Natural Vision Shader for Retroarch

I just ported this small simple shader to cg and uploaded to the repository of common-shaders. I got rid of part of the code that only blurred the output, so it only works over the pixel colors.

It’s a shader to be used as a first pass without scaling, that is, using 1x as scale factor and nearest filter. That’s because it only works on the pixel colors. I think it’s a useful shader for games that have bland colors. Many psx games suffer from this.

Some screens I took using this shader combined with Super-xBR. Dino Crisis 2 and RER are known for having very bland colors when emulated (on TVs people are used to increase color saturation until it’s satisfactory):

I must have missed this when you posted it, but it looks very nice. Those shots really pop. Do you have any comparison shots before/after?

yeah, can’t really judge without seeing an unfiltered picture. so the shader raises the color by a given power but not in RGB like usual but in YIQ. this gives better results for color boosting?
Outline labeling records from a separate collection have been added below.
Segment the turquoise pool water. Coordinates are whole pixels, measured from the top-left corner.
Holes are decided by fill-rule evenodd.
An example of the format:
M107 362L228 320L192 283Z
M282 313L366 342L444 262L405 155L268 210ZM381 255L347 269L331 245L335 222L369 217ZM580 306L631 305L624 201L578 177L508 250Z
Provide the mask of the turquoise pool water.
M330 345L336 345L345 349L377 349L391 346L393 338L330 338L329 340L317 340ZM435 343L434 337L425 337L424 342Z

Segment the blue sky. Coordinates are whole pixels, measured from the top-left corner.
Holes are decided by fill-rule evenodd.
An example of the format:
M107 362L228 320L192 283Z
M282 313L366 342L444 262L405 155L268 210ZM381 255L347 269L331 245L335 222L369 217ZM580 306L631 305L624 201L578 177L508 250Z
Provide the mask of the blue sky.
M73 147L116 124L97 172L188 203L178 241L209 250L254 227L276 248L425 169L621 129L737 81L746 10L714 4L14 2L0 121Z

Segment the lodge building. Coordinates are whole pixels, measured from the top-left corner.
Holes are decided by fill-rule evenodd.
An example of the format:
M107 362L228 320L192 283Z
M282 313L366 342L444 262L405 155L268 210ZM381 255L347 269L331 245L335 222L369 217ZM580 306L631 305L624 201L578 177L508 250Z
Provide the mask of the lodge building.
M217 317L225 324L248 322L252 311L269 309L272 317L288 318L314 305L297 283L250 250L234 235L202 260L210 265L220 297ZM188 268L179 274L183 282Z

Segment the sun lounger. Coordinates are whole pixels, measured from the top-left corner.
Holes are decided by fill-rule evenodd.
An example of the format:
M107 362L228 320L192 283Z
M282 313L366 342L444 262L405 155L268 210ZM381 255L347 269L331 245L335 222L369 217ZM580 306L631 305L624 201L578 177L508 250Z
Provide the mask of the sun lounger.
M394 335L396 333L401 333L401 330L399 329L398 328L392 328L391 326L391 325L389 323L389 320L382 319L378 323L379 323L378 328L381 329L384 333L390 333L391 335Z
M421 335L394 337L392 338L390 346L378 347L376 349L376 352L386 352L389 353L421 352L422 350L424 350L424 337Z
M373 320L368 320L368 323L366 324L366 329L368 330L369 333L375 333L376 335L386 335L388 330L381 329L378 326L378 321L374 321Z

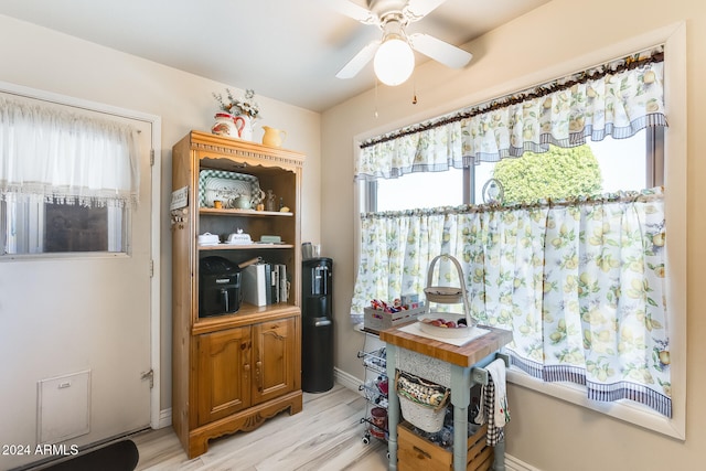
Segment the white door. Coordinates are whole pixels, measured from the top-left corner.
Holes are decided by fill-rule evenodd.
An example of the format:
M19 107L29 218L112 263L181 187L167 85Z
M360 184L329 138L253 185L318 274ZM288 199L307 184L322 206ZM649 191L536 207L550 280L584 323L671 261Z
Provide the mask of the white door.
M75 437L61 440L77 446L150 425L150 379L142 375L151 364L152 132L150 122L129 121L140 129L141 163L128 253L0 261L0 375L8 379L0 388L8 406L0 413L1 443L51 437L52 430L41 430L42 417L44 427L71 429L87 414L88 430L77 424ZM86 372L87 386L77 382L67 399L51 397L51 388L40 394L45 379Z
I forgot to post. The first two screens can be compared here: http://screenshotcomparison.com/comparison/158046/picture:0

Oh yeah, looks much more vibrant.

I’m also curious about the choice to do the modification in YIQ space. Does it help to linearize the RGB before conversion?
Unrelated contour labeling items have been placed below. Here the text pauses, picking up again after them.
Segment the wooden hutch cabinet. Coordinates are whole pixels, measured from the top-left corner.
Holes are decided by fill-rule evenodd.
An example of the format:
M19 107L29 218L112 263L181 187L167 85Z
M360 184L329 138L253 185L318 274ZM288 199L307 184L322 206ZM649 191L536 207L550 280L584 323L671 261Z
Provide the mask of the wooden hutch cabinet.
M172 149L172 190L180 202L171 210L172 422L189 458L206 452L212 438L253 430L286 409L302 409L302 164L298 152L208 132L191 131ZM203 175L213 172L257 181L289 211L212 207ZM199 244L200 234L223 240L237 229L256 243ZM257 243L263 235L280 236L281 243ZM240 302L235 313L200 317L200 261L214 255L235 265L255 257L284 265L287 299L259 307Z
To tell you the truth, I don’t know.

I just ported this shader and got rid of the blur code inside. It was developed to be used with ePSXe and the author is ShadX I think, from the comments.

I was looking around and I found some tutorials for photo editing where they described this method. but they used the Lab color space instead. I think the original shader author decided to use YIQ though since it’s similar regarding the separation of luminance and color planes and way easier to implement.

I was asking myself the same thing. don’t know too much about color space theory though but it seems to give a better contrast. if it’s okay with hyllian I would provide a parameterized version of this shader with adjustable boost and gamma values.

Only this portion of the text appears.